Over the years, Sylvia’s menu and some ingredients changed with the times. Pork was removed from the collard greens and turkey stock replaced pork stock. The restaurant also offers a vegetarian version of the dish. Grilled foods and green salads have been added to the menu. And along with other New York City restaurants, Sylvia’s has eliminated trans fats from its food preparation. “It was a challenge,” says Crizette Woods, the youngest Woods sibling, 47, who serves as comptroller. “Mommy said, ‘Nobody’s coming here for a salad.’ But we knew some customers couldn’t come anymore because they were on strict diets.
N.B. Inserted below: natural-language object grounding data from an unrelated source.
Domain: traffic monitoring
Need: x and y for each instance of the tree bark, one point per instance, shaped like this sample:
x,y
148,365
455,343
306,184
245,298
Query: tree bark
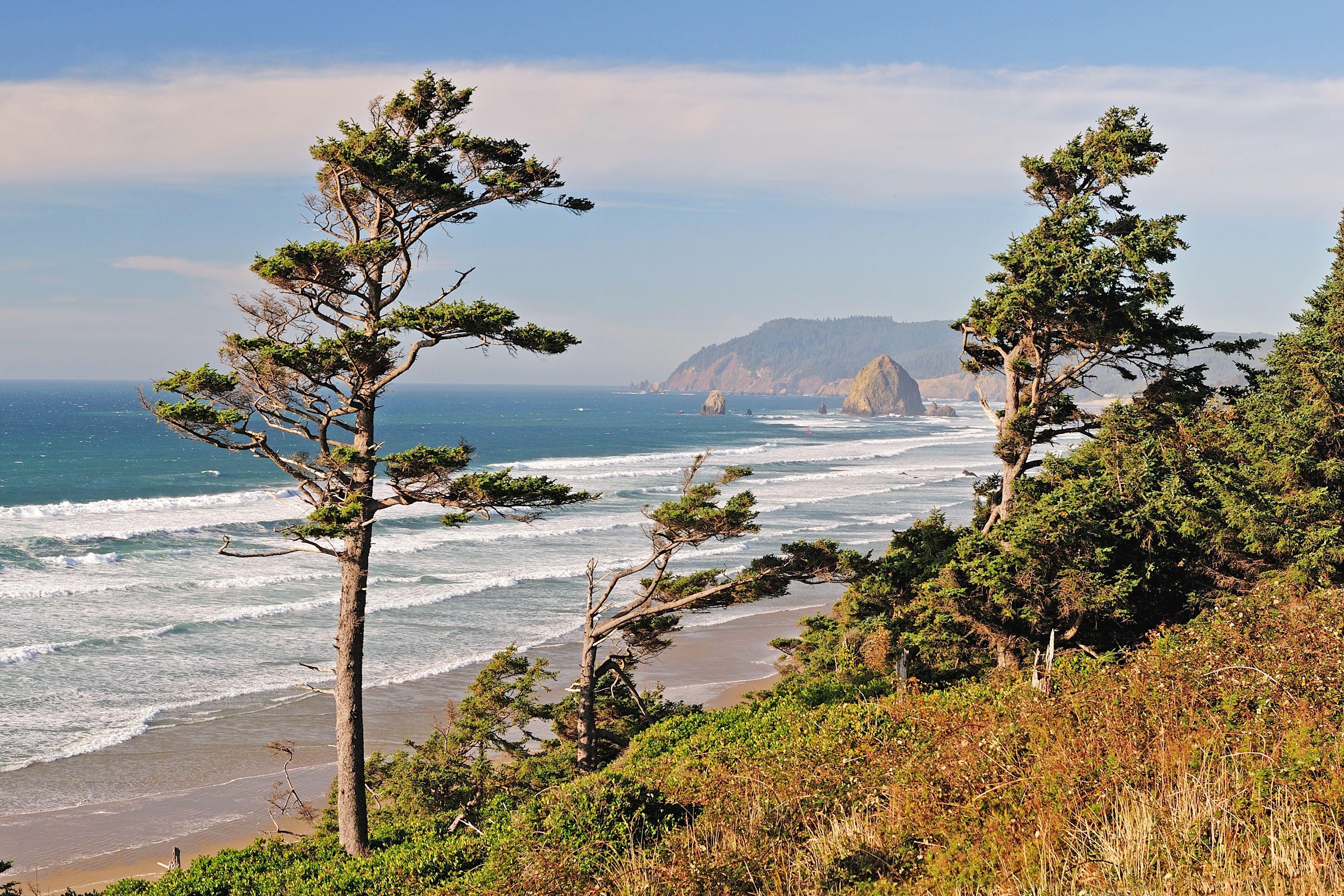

We changed the way we cooked. Less sodium, greens without ham hocks. We made it taste just as good but healthier.” As the restaurant approaches its 51st anniversary in August, the Woods siblings are looking toward the future. Van, who is known as the visionary, considers possibilities for their prime real estate: “Commercial space … condos, maybe even a hotel. But first and foremost, it will be a restaurant.”
They Give Back
The restaurant recently hosted Joy Degruy, Ph.D., author of Post Traumatic Slave Syndrome, for a provocative lecture on race and culture. About 50 people turned out at Sylvia’s Also Lounge, the affiliated lounge on the corner, to hear the Portland State University professor and support her book. The family also continues its tradition of providing educational scholarships in honor of patriarch Herbert Woods. And every August, they host a celebration featuring a free breakfast buffet.
They’re All About Family
It’s a Sunday at Sylvia’s. A gospel singer works the room, and the place fills quickly. Manager Kendra Woods, one of Kenneth’s daughters, is in charge today. The legacy continues: Seven of the 18 Woods grandchildren are in the business. A Japanese tourist dining solo, translation book in hand, struggles to navigate the menu. He points to pictures, smiles and nods. The waitress, a law student catching shifts as she awaits her bar exam results, nods back and jots down his order. When his fried chicken and waffles arrives, he smiles and digs in. Just like Mr. Henry, he feels welcome here, too.